The term 'pooling' would sound familiar to anyone conversant with Convolutional Neural Networks as it is a process commonly used after each convolution layer. In this article, we will be exploring the whys and the hows behind this fundamental process in CNN architectures.
The Pooling Process
Similar to convolution, the pooling process also utilizes a filter/kernel, albeit one without any elements (sort of an empty array). It essentially involves sliding this filter over sequential patches of the image and processing pixels caught in the kernel in some kind of way; basically the same as a convolution operation.
Strides In Computer Vision
In deep learning frameworks, there exists a not too popular, yet highly fundamental, parameter which dictates the behavior of convolution and pooling classes. In a more general sense, it controls the behavior of any class which employs a sliding window for one reason or the other. That parameter is termed 'stride.' It is referred to as the sliding window because scanning over an image with a filter resembles sliding a small window over the image's pixels).
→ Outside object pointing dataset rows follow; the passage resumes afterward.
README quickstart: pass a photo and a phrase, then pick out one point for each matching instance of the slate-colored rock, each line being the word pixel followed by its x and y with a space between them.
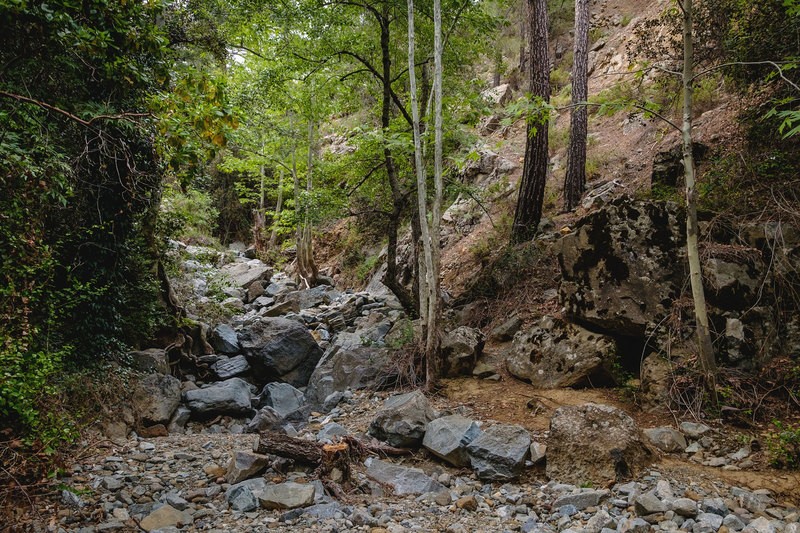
pixel 229 397
pixel 155 398
pixel 594 443
pixel 554 354
pixel 448 437
pixel 499 453
pixel 403 480
pixel 280 349
pixel 402 420
pixel 288 495
pixel 224 339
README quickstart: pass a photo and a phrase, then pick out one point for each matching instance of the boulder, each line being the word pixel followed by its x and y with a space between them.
pixel 460 350
pixel 280 349
pixel 155 398
pixel 288 495
pixel 555 354
pixel 229 397
pixel 448 437
pixel 594 443
pixel 223 339
pixel 402 420
pixel 499 453
pixel 622 266
pixel 401 479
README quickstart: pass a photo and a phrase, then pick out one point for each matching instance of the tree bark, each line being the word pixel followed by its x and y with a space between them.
pixel 708 364
pixel 575 179
pixel 534 174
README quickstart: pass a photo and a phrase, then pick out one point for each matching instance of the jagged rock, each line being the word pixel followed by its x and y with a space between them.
pixel 403 480
pixel 288 495
pixel 554 354
pixel 402 420
pixel 666 439
pixel 448 437
pixel 499 453
pixel 348 364
pixel 594 443
pixel 155 398
pixel 460 350
pixel 229 397
pixel 151 360
pixel 244 465
pixel 223 339
pixel 283 398
pixel 231 367
pixel 280 349
pixel 622 266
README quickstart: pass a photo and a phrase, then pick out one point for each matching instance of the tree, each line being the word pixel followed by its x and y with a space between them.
pixel 575 179
pixel 534 172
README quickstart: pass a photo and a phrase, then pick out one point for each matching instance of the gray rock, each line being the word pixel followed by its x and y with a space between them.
pixel 287 495
pixel 280 349
pixel 666 439
pixel 230 397
pixel 448 437
pixel 555 354
pixel 155 398
pixel 224 340
pixel 403 419
pixel 244 465
pixel 499 453
pixel 594 443
pixel 231 367
pixel 460 350
pixel 401 479
pixel 282 397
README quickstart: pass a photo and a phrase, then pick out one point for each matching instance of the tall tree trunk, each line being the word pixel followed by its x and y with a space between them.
pixel 534 173
pixel 707 362
pixel 575 180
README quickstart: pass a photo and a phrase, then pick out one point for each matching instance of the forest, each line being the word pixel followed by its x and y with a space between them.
pixel 501 208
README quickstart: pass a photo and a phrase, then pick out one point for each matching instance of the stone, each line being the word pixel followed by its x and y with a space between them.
pixel 499 453
pixel 554 354
pixel 282 397
pixel 448 437
pixel 280 349
pixel 229 397
pixel 460 350
pixel 289 495
pixel 155 398
pixel 224 339
pixel 403 419
pixel 244 465
pixel 151 360
pixel 666 439
pixel 231 367
pixel 401 479
pixel 594 443
pixel 164 516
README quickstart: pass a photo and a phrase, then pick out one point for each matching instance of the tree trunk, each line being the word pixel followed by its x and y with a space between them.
pixel 575 180
pixel 534 172
pixel 707 362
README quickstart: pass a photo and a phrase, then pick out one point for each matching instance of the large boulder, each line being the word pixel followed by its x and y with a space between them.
pixel 347 364
pixel 402 420
pixel 554 354
pixel 280 349
pixel 448 437
pixel 622 267
pixel 594 443
pixel 460 351
pixel 499 453
pixel 155 398
pixel 229 397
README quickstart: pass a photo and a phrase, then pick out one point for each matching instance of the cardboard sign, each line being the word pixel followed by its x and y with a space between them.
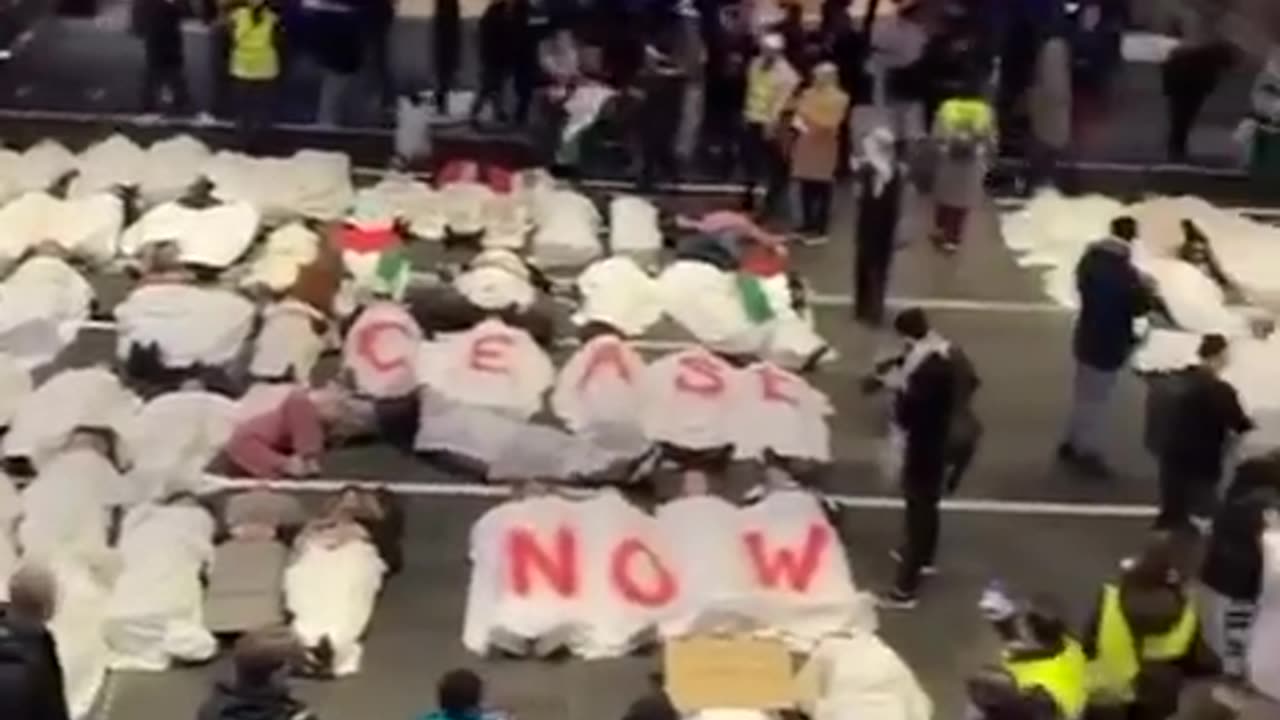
pixel 728 671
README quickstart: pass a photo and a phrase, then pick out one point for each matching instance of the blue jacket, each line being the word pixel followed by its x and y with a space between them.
pixel 1111 296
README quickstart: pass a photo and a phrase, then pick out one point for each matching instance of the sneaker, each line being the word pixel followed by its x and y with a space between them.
pixel 897 600
pixel 928 570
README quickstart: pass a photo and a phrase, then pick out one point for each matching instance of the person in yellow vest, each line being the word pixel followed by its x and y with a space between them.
pixel 255 67
pixel 771 83
pixel 964 136
pixel 1043 660
pixel 1143 641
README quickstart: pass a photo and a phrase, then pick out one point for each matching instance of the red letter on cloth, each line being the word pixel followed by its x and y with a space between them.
pixel 557 566
pixel 654 591
pixel 489 354
pixel 775 566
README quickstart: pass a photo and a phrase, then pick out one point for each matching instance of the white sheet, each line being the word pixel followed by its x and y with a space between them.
pixel 191 324
pixel 155 611
pixel 214 236
pixel 42 305
pixel 330 591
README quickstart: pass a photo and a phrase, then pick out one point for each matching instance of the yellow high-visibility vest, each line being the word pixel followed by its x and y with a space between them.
pixel 969 115
pixel 1119 656
pixel 254 53
pixel 1064 677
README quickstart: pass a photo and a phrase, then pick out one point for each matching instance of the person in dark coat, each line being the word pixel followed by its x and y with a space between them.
pixel 1112 294
pixel 922 414
pixel 1203 419
pixel 31 675
pixel 257 689
pixel 1232 569
pixel 160 26
pixel 448 46
pixel 880 205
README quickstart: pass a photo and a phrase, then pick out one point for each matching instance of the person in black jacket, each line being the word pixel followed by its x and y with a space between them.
pixel 257 689
pixel 1112 295
pixel 31 675
pixel 922 414
pixel 160 26
pixel 1203 419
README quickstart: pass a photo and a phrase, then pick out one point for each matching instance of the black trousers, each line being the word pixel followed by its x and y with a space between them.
pixel 920 528
pixel 1183 495
pixel 1189 77
pixel 814 206
pixel 871 283
pixel 159 77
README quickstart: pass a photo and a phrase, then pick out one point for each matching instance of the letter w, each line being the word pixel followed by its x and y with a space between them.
pixel 558 566
pixel 775 566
The stride parameter determines how mxuch a filter is shifted in either dimension when performing sliding window operations like convolution and pooling.
In the image above, filters are slid in both dim 0 (horizontal) and dim 1 (vertical) on the (6, 6) image. When stride=1, the filter is slid by one pixel. However, when stride=2 the filter is slid by two pixels; three pixels when stride=3. This has an interesting effect when generating a new image via a sliding window process; as a stride of 2 in both dimensions essentially generates an image which is half the size of its original image. Likewise a stride of 3 will produce an image which is a third of the size of its reference image and so on.
When stride > 1, a representation which is a fraction of the size of its reference image is produced.
When performing pooling operations, it is important to note that stride is always equal to the size of the filter by default. For instance, if a (2, 2) filter is to be used, stride is defaulted to a value of 2.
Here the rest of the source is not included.